Split TensorDeviceType.h in 3 files to make it more manageable

2025-08-12 03:39:01 +08:00 · 2015-11-20 17:42:50 -08:00 · 2015-11-20 17:42:50 -08:00 · 9fa65d3838
commit 9fa65d3838
parent a367804856
4 changed files with 290 additions and 265 deletions
--- a/unsupported/Eigen/CXX11/Tensor
+++ b/unsupported/Eigen/CXX11/Tensor
@ -60,7 +60,9 @@
 #include "src/Tensor/TensorMacros.h"
 #include "src/Tensor/TensorForwardDeclarations.h"
 #include "src/Tensor/TensorMeta.h"
-#include "src/Tensor/TensorDeviceType.h"
+#include "src/Tensor/TensorDeviceDefault.h"
 #include "src/Tensor/TensorDeviceThreadPool.h"
 #include "src/Tensor/TensorDeviceCuda.h"
 #include "src/Tensor/TensorIndexList.h"
 #include "src/Tensor/TensorDimensionList.h"
 #include "src/Tensor/TensorDimensions.h"
--- a/unsupported/Eigen/CXX11/src/Tensor/TensorDeviceCuda.h
+++ b/unsupported/Eigen/CXX11/src/Tensor/TensorDeviceCuda.h
@ -7,272 +7,12 @@
 // Public License v. 2.0. If a copy of the MPL was not distributed
 // with this file, You can obtain one at http://mozilla.org/MPL/2.0/.
-#ifndef EIGEN_CXX11_TENSOR_TENSOR_DEVICE_TYPE_H
+#if defined(EIGEN_USE_GPU) && !defined(EIGEN_CXX11_TENSOR_TENSOR_DEVICE_CUDA_H)
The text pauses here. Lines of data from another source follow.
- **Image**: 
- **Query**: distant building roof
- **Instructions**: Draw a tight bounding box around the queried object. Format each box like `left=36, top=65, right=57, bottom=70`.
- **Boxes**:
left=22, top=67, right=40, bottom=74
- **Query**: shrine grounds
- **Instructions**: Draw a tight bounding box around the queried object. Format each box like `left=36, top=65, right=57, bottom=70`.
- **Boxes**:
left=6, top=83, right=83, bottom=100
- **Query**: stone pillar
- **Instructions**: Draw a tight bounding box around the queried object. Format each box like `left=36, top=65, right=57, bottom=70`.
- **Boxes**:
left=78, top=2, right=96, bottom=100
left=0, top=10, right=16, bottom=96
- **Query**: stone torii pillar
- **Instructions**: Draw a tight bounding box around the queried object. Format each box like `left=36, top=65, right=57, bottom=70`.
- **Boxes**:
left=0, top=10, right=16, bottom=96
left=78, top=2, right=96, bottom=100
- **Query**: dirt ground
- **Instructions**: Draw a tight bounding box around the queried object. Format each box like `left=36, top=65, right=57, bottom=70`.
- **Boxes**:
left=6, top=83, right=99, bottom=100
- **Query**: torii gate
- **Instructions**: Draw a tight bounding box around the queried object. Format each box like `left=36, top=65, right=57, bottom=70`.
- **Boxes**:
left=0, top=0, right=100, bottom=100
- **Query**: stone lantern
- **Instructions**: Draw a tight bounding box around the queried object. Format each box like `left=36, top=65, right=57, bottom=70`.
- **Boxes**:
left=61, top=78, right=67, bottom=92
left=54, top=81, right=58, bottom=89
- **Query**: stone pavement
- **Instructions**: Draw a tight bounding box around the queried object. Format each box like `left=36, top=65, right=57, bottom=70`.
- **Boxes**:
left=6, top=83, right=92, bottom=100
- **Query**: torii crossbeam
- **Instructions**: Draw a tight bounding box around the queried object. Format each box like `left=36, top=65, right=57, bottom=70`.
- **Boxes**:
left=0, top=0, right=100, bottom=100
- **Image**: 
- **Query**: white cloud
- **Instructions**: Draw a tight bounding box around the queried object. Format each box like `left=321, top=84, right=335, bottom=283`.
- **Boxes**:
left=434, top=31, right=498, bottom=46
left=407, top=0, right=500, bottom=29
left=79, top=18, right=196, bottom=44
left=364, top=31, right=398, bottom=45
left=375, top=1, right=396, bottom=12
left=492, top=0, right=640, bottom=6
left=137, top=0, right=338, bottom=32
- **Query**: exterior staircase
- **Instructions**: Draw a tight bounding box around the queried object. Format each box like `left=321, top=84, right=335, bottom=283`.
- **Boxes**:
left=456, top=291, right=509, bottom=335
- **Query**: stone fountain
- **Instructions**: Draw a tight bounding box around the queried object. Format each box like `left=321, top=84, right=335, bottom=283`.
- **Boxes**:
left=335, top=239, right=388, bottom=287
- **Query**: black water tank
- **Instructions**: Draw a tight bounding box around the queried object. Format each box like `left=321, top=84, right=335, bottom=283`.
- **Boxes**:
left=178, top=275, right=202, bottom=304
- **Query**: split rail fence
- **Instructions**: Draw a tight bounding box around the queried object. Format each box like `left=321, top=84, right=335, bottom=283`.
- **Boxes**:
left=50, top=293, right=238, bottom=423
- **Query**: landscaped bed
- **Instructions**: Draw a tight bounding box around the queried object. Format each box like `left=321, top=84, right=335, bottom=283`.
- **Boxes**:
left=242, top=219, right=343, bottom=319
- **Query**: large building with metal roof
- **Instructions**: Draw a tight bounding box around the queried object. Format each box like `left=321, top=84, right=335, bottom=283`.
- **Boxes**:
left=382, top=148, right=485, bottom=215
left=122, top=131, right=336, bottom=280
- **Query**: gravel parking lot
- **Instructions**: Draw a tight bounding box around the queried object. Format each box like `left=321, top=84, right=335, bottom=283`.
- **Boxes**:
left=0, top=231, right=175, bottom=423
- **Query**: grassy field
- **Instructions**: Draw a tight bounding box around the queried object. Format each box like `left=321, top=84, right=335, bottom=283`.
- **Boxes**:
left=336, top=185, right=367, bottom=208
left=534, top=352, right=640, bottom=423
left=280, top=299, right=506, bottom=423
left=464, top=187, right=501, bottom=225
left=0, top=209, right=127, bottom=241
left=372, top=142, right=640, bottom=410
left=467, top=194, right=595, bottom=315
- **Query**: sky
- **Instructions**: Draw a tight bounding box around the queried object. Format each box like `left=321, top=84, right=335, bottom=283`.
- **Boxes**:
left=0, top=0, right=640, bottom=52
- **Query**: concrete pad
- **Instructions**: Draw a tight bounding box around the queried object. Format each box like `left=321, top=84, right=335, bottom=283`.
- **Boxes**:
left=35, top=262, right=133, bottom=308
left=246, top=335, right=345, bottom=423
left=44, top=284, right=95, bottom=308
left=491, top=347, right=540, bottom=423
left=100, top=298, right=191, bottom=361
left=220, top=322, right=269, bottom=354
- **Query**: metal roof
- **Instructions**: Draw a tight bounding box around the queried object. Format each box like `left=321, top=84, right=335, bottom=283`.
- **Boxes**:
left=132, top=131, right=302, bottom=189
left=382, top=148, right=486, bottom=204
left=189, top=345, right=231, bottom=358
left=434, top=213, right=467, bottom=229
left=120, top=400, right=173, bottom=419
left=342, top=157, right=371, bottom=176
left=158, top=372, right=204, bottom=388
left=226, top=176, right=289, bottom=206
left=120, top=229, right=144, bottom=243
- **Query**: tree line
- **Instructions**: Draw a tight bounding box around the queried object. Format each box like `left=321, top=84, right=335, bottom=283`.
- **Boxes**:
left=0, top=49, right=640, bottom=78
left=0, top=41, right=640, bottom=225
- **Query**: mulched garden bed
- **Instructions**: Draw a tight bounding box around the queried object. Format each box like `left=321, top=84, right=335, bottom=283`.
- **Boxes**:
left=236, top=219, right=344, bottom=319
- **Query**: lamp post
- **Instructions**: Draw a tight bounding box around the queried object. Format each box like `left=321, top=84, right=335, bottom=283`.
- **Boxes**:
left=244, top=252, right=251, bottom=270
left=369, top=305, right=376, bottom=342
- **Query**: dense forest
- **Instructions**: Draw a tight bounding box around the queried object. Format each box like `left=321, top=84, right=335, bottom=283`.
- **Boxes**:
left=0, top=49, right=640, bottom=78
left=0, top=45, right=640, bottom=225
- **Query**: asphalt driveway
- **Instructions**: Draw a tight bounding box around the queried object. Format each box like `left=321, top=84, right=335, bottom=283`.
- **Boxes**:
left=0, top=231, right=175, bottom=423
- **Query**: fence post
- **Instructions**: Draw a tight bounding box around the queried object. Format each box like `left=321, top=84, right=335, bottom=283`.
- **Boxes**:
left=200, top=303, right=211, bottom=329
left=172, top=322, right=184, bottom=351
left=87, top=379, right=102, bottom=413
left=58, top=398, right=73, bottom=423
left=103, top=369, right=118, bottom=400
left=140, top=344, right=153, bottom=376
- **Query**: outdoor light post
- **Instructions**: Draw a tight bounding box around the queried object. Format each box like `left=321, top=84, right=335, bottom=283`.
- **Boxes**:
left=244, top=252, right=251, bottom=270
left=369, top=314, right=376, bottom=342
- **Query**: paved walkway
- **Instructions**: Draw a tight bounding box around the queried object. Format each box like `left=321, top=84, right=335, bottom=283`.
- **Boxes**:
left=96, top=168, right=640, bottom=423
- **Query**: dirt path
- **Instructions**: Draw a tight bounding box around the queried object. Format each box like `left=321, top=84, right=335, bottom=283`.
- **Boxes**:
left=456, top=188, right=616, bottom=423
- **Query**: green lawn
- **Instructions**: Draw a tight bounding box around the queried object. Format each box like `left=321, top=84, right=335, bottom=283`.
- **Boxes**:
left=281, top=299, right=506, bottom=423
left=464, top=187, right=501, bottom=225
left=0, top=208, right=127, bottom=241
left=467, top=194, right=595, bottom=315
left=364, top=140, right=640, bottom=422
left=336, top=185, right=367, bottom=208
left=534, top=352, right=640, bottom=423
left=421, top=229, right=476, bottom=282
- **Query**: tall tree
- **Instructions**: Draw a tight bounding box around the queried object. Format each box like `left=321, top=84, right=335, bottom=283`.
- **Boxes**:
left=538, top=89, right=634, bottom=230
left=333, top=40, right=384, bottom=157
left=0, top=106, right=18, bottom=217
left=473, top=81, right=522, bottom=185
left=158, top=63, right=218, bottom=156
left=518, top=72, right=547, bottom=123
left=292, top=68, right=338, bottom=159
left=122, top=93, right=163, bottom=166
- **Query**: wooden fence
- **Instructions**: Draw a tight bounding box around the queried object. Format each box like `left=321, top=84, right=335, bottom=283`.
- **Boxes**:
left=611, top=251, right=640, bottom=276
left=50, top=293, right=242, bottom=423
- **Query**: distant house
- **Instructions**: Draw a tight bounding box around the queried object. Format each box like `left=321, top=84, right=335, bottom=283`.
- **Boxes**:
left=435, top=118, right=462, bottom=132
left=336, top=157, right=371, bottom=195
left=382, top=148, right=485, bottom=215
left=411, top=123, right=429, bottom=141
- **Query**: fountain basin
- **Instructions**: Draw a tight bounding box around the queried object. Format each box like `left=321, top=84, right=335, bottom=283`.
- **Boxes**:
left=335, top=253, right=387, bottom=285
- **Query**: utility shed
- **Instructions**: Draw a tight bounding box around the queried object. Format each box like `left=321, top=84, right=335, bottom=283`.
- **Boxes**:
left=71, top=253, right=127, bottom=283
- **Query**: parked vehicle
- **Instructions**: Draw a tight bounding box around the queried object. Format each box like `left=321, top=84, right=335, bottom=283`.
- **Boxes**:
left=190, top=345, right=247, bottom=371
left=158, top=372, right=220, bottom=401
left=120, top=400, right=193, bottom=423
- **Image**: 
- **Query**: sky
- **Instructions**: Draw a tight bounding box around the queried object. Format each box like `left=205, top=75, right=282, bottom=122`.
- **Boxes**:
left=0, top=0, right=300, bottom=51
-#define EIGEN_CXX11_TENSOR_TENSOR_DEVICE_TYPE_H
+#define EIGEN_CXX11_TENSOR_TENSOR_DEVICE_CUDA_H
 namespace Eigen {
 // Default device for the machine (typically a single cpu core)
 struct DefaultDevice {
  EIGEN_DEVICE_FUNC EIGEN_STRONG_INLINE void* allocate(size_t num_bytes) const {
    return internal::aligned_malloc(num_bytes);
  }
  EIGEN_DEVICE_FUNC EIGEN_STRONG_INLINE void deallocate(void* buffer) const {
    internal::aligned_free(buffer);
  }
  EIGEN_DEVICE_FUNC EIGEN_STRONG_INLINE void memcpy(void* dst, const void* src, size_t n) const {
    ::memcpy(dst, src, n);
  }
  EIGEN_DEVICE_FUNC EIGEN_STRONG_INLINE void memcpyHostToDevice(void* dst, const void* src, size_t n) const {
    memcpy(dst, src, n);
  }
  EIGEN_DEVICE_FUNC EIGEN_STRONG_INLINE void memcpyDeviceToHost(void* dst, const void* src, size_t n) const {
    memcpy(dst, src, n);
  }
  EIGEN_DEVICE_FUNC EIGEN_STRONG_INLINE void memset(void* buffer, int c, size_t n) const {
    ::memset(buffer, c, n);
  }
  EIGEN_DEVICE_FUNC EIGEN_STRONG_INLINE size_t numThreads() const {
 #ifndef __CUDA_ARCH__
    // Running on the host CPU
    return 1;
 #else
    // Running on a CUDA device
    return 32;
 #endif
  }
  EIGEN_DEVICE_FUNC EIGEN_STRONG_INLINE int majorDeviceVersion() const {
 #ifndef __CUDA_ARCH__
    // Running single threaded on the host CPU
    // Should return an enum that encodes the ISA supported by the CPU
    return 1;
 #else
    // Running on a CUDA device
    return __CUDA_ARCH__ / 100;
 #endif
  }
 };
 // Multiple cpu cores
 // We should really use a thread pool here but first we need to find a portable thread pool library.
 #ifdef EIGEN_USE_THREADS
 // This defines an interface that ThreadPoolDevice can take to use
 // custom thread pools underneath.
 class ThreadPoolInterface {
 public:
  virtual void Schedule(std::function<void()> fn) = 0;
  virtual ~ThreadPoolInterface() {}
 };
 // The implementation of the ThreadPool type ensures that the Schedule method
 // runs the functions it is provided in FIFO order when the scheduling is done
 // by a single thread.
 class ThreadPool : public ThreadPoolInterface {
 public:
  // Construct a pool that contains "num_threads" threads.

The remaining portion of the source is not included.